Updated on: 2012-03-17 || Source:

Android app developers have complained about a hold-up in payments from Google.

Europe-based software writers have posted hundreds of comments on the company's forums, saying their February fees had not been received on 7 March as scheduled.

Coders receive a 70% share of sales of their app on the Google Play store.

Six days after the first complaint, a Google employee wrote that: "We're actively investigating this."

"We apologise for this inconvenience. At this time, no action is needed on your part," the developer relations manager added.

She did not say whether the problem originated with Google or one of its payment processing partners.

'Hard to contact'

Some users in France, Sweden and the Netherlands reported that their banks had received the money by midday on Friday. However, others in the UK, Spain, Portugal and Germany said that they had still to receive funds.

Many complained about the difficulty in contacting Google for more information.

"They seem to think no direct contact is a good thing??? Crazy situation but that's how these big corps work and until it hurts their bottom line nothing will change," wrote one developer nicknamed UKAPPS on the Google page named Checkout Merchant forum.

The forum members became particularly annoyed after the firm provided an update last night on its developer console - the page programmers log into to track their sales.

"We are aware of reports from some European developers that they are yet to receive their March 2012 payout for February 2012 sales," it said.

An attached hyperlink promising "learn more" led to a page which said: "We're sorry but the information that you requested cannot be found."

One forum member, nicknamed Red_Rage wrote: "Their response to what is a make-or-break issue for some developers is so amateur. A broken link in the console link after all this whining? Really Google? Really?"

Automated systems

The BBC spoke to one developer who is owed thousands of pounds, but asked not to be identified in case it jeopardised his livelihood.
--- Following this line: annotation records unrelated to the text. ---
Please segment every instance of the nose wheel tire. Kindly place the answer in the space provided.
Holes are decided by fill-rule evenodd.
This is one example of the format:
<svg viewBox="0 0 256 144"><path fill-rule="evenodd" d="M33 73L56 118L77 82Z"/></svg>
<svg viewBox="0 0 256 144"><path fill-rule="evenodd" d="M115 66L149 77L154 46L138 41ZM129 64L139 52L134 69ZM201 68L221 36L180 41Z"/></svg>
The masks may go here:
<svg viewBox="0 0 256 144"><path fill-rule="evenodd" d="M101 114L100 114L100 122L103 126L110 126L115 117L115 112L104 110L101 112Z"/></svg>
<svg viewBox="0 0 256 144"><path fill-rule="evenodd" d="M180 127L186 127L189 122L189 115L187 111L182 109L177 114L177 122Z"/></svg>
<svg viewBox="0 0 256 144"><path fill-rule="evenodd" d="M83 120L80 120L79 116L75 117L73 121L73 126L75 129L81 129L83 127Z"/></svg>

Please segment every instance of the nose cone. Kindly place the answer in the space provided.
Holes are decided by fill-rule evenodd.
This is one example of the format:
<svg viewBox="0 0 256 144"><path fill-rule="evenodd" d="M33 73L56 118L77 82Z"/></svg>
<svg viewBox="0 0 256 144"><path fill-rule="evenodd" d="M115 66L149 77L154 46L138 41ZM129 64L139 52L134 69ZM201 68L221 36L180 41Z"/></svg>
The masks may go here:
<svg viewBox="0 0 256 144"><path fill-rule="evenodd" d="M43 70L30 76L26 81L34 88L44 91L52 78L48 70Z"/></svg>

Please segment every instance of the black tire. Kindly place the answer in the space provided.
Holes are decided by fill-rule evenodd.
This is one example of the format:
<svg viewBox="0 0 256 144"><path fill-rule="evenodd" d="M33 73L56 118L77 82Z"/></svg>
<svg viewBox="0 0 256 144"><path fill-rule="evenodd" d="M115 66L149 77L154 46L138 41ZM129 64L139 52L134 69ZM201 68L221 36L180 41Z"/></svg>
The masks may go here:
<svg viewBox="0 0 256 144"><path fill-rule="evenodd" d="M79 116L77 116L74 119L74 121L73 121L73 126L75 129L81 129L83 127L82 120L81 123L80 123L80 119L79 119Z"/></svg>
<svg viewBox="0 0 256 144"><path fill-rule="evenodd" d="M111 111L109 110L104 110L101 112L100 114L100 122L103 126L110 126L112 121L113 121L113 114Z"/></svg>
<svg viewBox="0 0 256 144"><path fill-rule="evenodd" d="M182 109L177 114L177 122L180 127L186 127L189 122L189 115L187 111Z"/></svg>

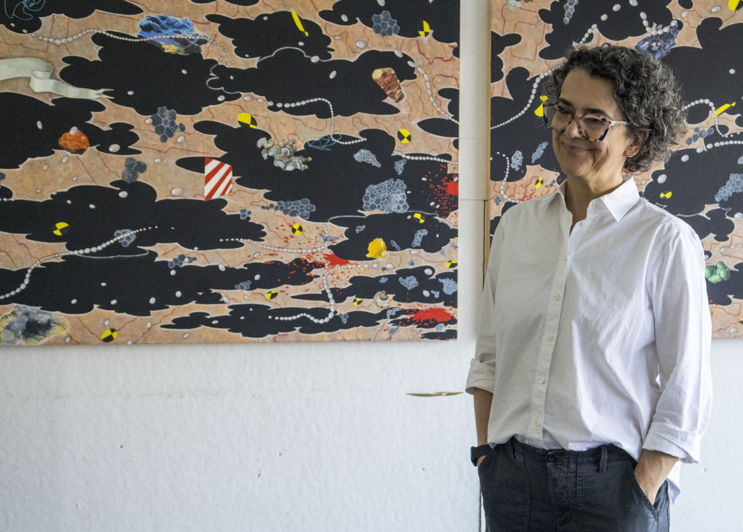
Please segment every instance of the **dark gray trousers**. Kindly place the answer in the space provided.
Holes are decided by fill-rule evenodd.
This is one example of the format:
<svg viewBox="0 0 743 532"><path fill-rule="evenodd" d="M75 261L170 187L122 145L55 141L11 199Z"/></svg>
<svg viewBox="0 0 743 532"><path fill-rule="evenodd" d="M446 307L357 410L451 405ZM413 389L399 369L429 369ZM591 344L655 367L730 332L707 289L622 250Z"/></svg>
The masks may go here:
<svg viewBox="0 0 743 532"><path fill-rule="evenodd" d="M611 444L537 449L511 438L478 468L489 532L668 532L668 481L655 504L635 479L637 462Z"/></svg>

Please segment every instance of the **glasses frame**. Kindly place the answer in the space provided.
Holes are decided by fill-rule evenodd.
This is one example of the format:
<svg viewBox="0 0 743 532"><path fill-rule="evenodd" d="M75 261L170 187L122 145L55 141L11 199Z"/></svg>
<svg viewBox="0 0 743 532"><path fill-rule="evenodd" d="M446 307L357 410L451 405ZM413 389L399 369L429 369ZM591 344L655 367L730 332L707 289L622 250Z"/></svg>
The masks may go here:
<svg viewBox="0 0 743 532"><path fill-rule="evenodd" d="M557 108L558 107L559 107L559 104L553 103L544 105L542 107L542 109ZM566 112L571 116L570 119L568 120L568 123L565 125L565 128L563 128L562 129L557 129L556 128L553 128L552 126L551 126L549 123L547 122L547 114L542 112L542 117L545 119L545 125L546 125L549 129L551 129L553 131L557 131L558 133L562 133L568 128L568 126L570 125L570 122L571 122L573 120L576 120L576 125L578 126L578 132L580 134L581 137L583 137L586 140L590 140L592 142L597 142L601 140L603 140L604 137L606 137L606 134L609 132L609 128L612 125L627 125L629 124L629 122L622 122L621 120L609 120L608 118L606 118L598 114L583 114L579 116L574 113L571 113L569 111L567 110L565 110L565 112ZM553 115L553 116L554 116L554 115ZM606 128L604 130L603 134L602 134L601 137L600 137L598 139L589 139L588 136L583 132L583 128L580 127L580 125L582 123L581 120L585 116L596 116L597 118L600 118L601 119L602 121L603 121L604 124L606 125Z"/></svg>

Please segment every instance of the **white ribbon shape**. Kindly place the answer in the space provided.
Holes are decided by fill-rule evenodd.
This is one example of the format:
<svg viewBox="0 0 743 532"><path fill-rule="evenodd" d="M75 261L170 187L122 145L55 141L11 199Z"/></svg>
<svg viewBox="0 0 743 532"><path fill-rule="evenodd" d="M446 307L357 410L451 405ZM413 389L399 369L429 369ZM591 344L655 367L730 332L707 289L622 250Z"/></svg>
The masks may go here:
<svg viewBox="0 0 743 532"><path fill-rule="evenodd" d="M112 89L84 89L51 79L53 70L49 63L33 57L0 59L0 81L11 78L30 78L29 85L33 92L51 92L68 98L84 99L112 98L103 93L104 91Z"/></svg>

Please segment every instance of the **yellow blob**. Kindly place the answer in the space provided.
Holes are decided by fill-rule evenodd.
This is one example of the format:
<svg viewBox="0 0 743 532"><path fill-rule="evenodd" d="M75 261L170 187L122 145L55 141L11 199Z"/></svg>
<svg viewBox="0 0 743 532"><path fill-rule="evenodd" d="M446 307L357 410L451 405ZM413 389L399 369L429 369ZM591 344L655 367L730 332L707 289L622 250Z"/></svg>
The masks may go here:
<svg viewBox="0 0 743 532"><path fill-rule="evenodd" d="M299 28L299 31L302 32L305 36L309 36L310 34L305 31L305 28L302 25L302 21L299 20L299 16L296 14L296 11L291 12L291 18L294 19L294 24Z"/></svg>
<svg viewBox="0 0 743 532"><path fill-rule="evenodd" d="M253 115L249 113L240 113L237 116L237 121L247 124L253 129L258 128L258 122L256 122L256 119L253 117Z"/></svg>
<svg viewBox="0 0 743 532"><path fill-rule="evenodd" d="M534 114L536 114L537 116L545 116L545 102L547 101L547 96L539 96L539 99L542 100L542 103L539 105L539 106L538 108L536 108L534 110Z"/></svg>
<svg viewBox="0 0 743 532"><path fill-rule="evenodd" d="M374 238L369 242L369 253L366 256L372 259L383 259L387 257L387 244L381 238Z"/></svg>

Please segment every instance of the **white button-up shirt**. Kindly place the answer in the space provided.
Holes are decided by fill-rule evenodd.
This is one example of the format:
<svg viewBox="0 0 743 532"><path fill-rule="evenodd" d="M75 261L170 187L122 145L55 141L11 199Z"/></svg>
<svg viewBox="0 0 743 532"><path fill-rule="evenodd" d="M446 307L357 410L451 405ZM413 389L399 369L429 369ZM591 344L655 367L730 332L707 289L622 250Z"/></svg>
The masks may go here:
<svg viewBox="0 0 743 532"><path fill-rule="evenodd" d="M470 393L493 393L491 445L515 436L544 449L614 444L635 459L644 448L698 462L712 405L704 249L625 180L571 233L565 183L502 217L467 381Z"/></svg>

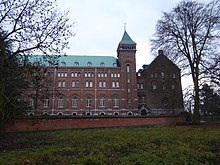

He noted that he had been previously been able to contact a staff member at Apple when there had been an issue with one of his apps on the firm's iOS platform - but said in this instance it had proved impossible to reach a Google representative.

"If you traverse through the 'contact us' pages of the site, you'll eventually get to a form, but it's pre-populated with generic a/b/c choices, and there is no space to write a custom note," he said.

"Google need to realise that investment in actual human support staff is essential; there are limits to the ways in which a system can be automated - however financially attractive that option may be."

A spokesman for Google said he was unable to provide a statement about staffing.